Board Games… It’s Work, But Not As We Know It

I spent this afternoon at work in what is perhaps the most unusual manner of any afternoon that I have spent at work, in a room overlooking Plymouth Sound with 60-70 first year students all playing board games. These students are one week into their four week ‘Our Ocean Planet’ module in which they design and present an artifact to communicate a marine science-related issue. Artifacts can include posters, videos, TED-style talks, campaigns, blogs and …. board games. So, the idea of the session today was for the students to spend 2-3 hours playing one or more games in their groups, evaluating their experiences and having a think about what works well and what doesn’t. Alongside this of course, they were working together as a team and getting to know each other.

It was a really interesting experience to watch them at work. Groups of (mostly) four students (mostly aged 19-20) clustered on individual tables (per group) chatting away, reading rules, setting up, playing games through – thoroughly social, thoroughly engaged in their activity, clearly treating the session seriously and getting something out of it. This, on a Friday afternoon when the sun was shining outside and when no-one would actually have picked them up on not being there.
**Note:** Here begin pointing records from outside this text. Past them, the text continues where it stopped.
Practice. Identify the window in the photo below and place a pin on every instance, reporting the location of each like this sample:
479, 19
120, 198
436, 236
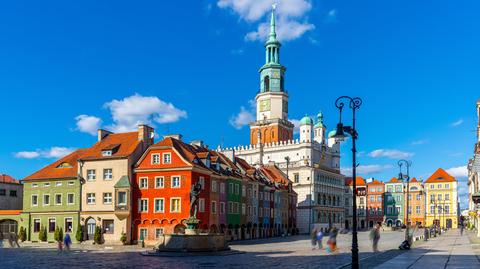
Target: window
201, 205
176, 182
107, 174
143, 183
122, 198
296, 178
214, 207
214, 186
70, 198
159, 205
158, 233
108, 226
52, 225
58, 199
91, 198
222, 187
155, 158
46, 199
34, 200
143, 233
107, 198
91, 175
222, 208
36, 225
159, 182
143, 205
167, 158
175, 205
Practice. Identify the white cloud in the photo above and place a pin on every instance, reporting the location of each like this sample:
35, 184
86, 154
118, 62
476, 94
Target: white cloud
420, 142
88, 124
367, 170
457, 123
390, 153
460, 171
291, 17
131, 111
53, 152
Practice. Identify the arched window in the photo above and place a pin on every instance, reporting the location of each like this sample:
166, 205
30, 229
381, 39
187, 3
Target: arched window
266, 84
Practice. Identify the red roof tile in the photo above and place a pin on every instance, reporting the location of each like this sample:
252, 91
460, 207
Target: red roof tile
4, 178
55, 170
440, 176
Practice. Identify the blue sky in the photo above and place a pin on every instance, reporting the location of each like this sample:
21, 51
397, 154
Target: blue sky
67, 67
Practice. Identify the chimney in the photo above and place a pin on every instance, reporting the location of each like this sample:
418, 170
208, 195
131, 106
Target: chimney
198, 143
175, 136
102, 134
146, 134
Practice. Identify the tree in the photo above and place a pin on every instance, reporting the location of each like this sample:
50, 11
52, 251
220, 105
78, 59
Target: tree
97, 236
42, 236
79, 234
22, 234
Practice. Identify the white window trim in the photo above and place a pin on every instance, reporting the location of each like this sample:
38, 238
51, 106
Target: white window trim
48, 199
140, 209
163, 158
73, 198
61, 198
140, 183
153, 157
180, 200
155, 202
31, 200
163, 182
179, 182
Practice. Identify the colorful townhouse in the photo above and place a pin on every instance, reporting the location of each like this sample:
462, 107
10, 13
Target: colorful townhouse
106, 173
394, 203
361, 203
52, 197
441, 200
416, 204
164, 177
375, 211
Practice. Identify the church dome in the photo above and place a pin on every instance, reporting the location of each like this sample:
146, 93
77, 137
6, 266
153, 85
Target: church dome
306, 121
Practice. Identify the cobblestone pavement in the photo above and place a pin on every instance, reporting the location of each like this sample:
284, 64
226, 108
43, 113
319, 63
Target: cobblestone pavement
290, 252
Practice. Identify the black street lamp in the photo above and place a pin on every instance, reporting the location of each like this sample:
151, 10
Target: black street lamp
407, 178
354, 104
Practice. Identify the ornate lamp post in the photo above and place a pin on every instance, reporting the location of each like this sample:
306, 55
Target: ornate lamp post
354, 104
407, 178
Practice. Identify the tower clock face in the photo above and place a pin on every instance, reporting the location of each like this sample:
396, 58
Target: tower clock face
264, 105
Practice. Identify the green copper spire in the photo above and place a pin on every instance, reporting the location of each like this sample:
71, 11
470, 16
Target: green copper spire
272, 37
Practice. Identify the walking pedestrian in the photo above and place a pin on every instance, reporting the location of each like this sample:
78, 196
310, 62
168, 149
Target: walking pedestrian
375, 237
313, 238
320, 239
67, 241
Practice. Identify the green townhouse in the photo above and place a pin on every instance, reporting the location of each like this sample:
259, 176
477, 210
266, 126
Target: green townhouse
394, 203
52, 198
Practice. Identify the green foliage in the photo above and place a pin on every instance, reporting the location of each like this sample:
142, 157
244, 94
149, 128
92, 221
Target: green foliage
123, 238
97, 236
79, 233
22, 234
42, 236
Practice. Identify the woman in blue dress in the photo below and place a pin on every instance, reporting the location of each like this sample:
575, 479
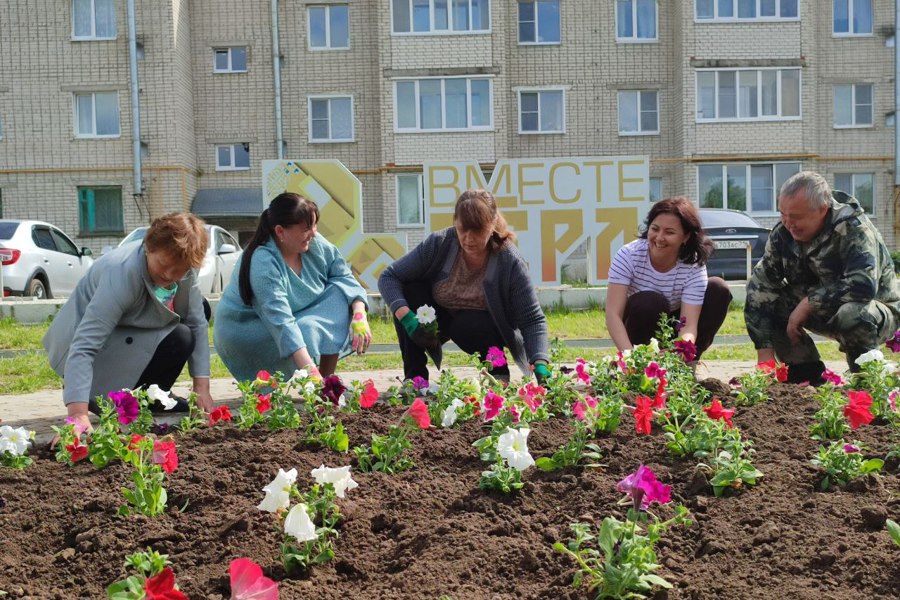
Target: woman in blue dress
293, 302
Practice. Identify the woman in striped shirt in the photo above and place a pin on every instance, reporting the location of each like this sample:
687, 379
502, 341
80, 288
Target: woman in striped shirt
664, 272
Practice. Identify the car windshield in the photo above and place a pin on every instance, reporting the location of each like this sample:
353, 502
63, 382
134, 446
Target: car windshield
726, 218
7, 230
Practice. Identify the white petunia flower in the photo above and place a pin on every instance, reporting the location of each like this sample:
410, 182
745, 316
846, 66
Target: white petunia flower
339, 478
299, 525
513, 446
155, 393
278, 492
448, 417
425, 315
15, 441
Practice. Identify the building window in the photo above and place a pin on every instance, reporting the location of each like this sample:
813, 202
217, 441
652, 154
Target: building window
100, 210
93, 20
542, 111
859, 185
330, 119
638, 112
852, 17
655, 189
230, 60
636, 20
329, 27
410, 200
746, 10
97, 115
233, 157
440, 16
750, 188
748, 95
853, 105
539, 22
456, 103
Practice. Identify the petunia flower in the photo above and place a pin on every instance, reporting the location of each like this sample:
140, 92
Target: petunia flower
164, 455
126, 405
162, 587
155, 393
643, 415
298, 524
15, 441
717, 412
278, 491
496, 357
338, 477
248, 582
858, 410
643, 488
512, 445
369, 395
418, 411
449, 416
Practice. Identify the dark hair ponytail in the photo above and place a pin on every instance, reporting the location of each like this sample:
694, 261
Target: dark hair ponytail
286, 209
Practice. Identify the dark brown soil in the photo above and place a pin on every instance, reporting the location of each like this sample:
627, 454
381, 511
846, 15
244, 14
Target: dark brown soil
430, 531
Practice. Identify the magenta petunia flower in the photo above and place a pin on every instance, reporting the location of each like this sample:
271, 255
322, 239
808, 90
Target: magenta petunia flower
126, 405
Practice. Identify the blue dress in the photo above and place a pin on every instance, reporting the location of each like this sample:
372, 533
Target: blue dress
289, 311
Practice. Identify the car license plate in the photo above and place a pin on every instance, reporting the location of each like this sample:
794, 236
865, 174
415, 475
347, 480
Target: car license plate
731, 244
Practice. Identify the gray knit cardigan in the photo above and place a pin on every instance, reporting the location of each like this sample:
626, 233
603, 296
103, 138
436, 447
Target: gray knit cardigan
510, 297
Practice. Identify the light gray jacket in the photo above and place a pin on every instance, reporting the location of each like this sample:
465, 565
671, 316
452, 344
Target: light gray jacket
508, 292
106, 333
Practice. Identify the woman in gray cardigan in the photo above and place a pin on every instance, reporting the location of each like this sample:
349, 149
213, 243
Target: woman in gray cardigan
135, 318
474, 277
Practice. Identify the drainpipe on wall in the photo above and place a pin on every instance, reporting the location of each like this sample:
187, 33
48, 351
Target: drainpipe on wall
135, 102
276, 66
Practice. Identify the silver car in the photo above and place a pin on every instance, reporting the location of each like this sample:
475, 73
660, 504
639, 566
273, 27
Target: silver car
39, 260
218, 264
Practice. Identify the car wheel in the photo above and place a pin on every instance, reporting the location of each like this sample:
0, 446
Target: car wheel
37, 289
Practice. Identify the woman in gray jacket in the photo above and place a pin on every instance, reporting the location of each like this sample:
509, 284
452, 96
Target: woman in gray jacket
135, 318
474, 277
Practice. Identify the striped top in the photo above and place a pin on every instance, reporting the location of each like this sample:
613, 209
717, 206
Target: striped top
683, 283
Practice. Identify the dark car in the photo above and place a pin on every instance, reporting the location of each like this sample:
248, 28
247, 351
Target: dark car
731, 231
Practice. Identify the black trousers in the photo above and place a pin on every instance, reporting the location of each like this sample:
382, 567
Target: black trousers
473, 331
643, 309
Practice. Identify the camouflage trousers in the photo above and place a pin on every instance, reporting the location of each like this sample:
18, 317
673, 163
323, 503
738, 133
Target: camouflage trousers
858, 327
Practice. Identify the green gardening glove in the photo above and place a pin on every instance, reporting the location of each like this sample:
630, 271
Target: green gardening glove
541, 372
410, 323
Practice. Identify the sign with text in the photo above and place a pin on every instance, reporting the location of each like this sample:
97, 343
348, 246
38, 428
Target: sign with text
554, 205
338, 193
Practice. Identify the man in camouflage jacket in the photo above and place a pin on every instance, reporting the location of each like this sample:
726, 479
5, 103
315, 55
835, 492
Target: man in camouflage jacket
826, 269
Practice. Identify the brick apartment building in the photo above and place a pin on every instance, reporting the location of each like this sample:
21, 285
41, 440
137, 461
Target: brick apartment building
726, 97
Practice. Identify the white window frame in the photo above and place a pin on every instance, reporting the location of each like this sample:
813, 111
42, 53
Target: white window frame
421, 189
93, 134
760, 117
230, 69
853, 105
634, 39
748, 189
93, 35
536, 41
639, 131
330, 139
736, 19
450, 21
328, 46
469, 127
231, 166
851, 33
852, 191
540, 91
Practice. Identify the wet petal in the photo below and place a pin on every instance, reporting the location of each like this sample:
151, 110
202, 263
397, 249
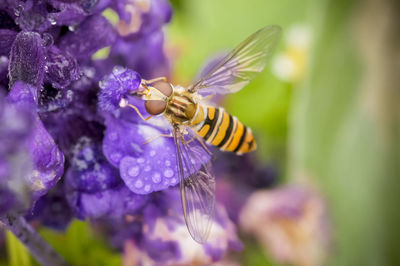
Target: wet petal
143, 167
92, 34
117, 86
7, 37
48, 161
27, 59
69, 14
90, 171
52, 210
62, 68
31, 16
110, 203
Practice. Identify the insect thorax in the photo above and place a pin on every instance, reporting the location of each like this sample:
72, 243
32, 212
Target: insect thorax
181, 107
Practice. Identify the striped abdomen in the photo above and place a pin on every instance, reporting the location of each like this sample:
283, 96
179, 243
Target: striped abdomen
222, 130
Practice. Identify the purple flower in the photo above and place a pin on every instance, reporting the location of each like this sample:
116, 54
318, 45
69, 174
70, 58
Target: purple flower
16, 123
161, 228
61, 68
52, 210
27, 59
95, 189
143, 167
290, 222
47, 159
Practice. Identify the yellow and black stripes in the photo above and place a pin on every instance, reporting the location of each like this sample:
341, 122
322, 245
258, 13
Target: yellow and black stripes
222, 130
My role, along with that of the other tutors present was to help them along, to encourage, to join in, to pose questions about what they were doing.

Perhaps the most intriguing thing of all was the fact that for most of the session, certainly for the first hour or so and for some groups as much as three hours, there was almost none of the continual interaction with smartphones that is so prevalent everywhere these days. For a few tens of minutes, these students put down their tech and became immersed in cardboard pieces, counters, rule booklets etc. and, critically, each other. They became truly social animals and it was blindingly obvious that they enjoyed it.

I expect that on leaving the session most slipped almost immediately back into their internet-connected, social network-driven existences, but I do I hope that the little glimpse of real reality that I saw in action this afternoon continues to blossom in their lives.